Rezension

Stimmige Milieustudie

Das Café ohne Namen
von Robert Seethaler

Bewertet mit 5 Sternen

Im „Café ohne Namen“ werden Geschichten erzählt und einige davon hat Robert Seethaler in besagtem Café, das eigentlich gar keines ist, aufgeschrieben. Hier gehen ganz normale Menschen ein und aus, sie unterhalten sich, trinken was, auch so manches Mal über den Durst. Und sie machen Brotzeit, Jause wird das wohl in Wien genannt.

Wir schreiben das Jahr 1966, es ist schon eine ganze Weile her. In Wien treffen wir auf Robert Simon, den Gelegenheitsarbeiter auf dem Karmelitermarkt. Er wohnt zur Untermiete bei einer Witwe und greift zu, als ihm eine Gastwirtschaft angeboten wird. Sein Café, wie er es nennt, hat Zulauf vom ganzen Viertel. Es gibt nicht allzu viel, Bier und Wein und auch alkoholfreie Getränke reichen vollkommen aus, daneben schmiert er Schmalzbrote mit und ohne Zwiebel, auch die eingelegten Salzgurken gehen gut und im Winter kann er nicht genug Punsch einkochen, das Rezept hat ihm die Witwe verraten.

Irgendwann verirrt sich Mila auf der Suche nach Arbeit hierher, so mache Gestalt hält Ausschau nach Liebschaften und Jascha, die immer noch von Tito schwärmt, will eine Taube retten. René, der Ringkämpfer, wird Stammgast und der Fleischer von gegenüber, der schon wieder Nachwuchs bekommt, beklagt diesen Umstand einmal mehr. Der alte Georg wird in seinem Suff Zeuge, wie die Reichsbrücke mit einem gewaltigen Rumms einstürzt, um nur einiges aufzuzählen  – ein buntes Völkchen trifft sich hier.

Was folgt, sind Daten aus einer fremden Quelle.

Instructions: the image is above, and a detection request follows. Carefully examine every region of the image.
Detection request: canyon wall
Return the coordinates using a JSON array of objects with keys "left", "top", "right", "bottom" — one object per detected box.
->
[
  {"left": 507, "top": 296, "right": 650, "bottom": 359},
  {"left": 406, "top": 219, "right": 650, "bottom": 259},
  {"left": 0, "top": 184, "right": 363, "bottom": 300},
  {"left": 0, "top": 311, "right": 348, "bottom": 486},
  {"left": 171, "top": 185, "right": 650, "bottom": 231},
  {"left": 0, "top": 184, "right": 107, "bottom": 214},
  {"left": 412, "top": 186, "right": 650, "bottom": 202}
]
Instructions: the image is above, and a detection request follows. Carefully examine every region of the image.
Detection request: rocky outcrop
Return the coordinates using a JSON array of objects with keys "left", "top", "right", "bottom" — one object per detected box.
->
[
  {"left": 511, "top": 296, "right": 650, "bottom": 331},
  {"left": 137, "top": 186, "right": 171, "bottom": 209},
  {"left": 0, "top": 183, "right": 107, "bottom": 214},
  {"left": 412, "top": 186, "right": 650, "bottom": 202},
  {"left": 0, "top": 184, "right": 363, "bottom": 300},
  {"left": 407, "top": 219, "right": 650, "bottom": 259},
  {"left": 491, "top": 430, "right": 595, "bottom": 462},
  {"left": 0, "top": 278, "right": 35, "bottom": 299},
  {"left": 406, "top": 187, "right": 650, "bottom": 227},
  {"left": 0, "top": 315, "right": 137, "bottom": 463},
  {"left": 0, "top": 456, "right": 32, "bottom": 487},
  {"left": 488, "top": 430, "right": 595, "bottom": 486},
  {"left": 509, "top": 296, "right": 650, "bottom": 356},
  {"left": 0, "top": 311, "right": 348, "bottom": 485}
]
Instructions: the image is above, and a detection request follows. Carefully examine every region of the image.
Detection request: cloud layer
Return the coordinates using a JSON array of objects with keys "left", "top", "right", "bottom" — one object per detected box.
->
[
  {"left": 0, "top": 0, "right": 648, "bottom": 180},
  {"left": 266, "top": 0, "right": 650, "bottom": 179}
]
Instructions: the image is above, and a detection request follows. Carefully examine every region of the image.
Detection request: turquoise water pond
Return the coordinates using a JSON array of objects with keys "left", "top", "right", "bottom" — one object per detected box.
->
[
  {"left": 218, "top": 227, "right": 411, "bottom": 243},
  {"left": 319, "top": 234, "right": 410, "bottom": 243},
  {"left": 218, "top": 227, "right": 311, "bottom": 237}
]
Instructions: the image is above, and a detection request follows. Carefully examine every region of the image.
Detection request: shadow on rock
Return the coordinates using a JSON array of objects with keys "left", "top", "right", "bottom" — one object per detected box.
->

Wien erholt sich vom Krieg, der mittlerweile zwanzig Jahre vorbei ist und wir treffen auf Menschen voller Sehnsucht. Es herrscht Aufbruchstimmung. Robert Seethaler gibt seinen Figuren all das mit, was das Leben ausmacht. Sie sind mit ihren Sorgen, aber auch mit ihrem Lebensmut greifbar. Er ist ein exzellenter Geschichtenerzähler. Sein unaufgeregter Erzählstil vermittelt ein stimmiges Gesamtbild, eine Melange aus all den Schicksalen, aus all den Charakteren, die im „Café ohne Namen“ aufeinandertreffen.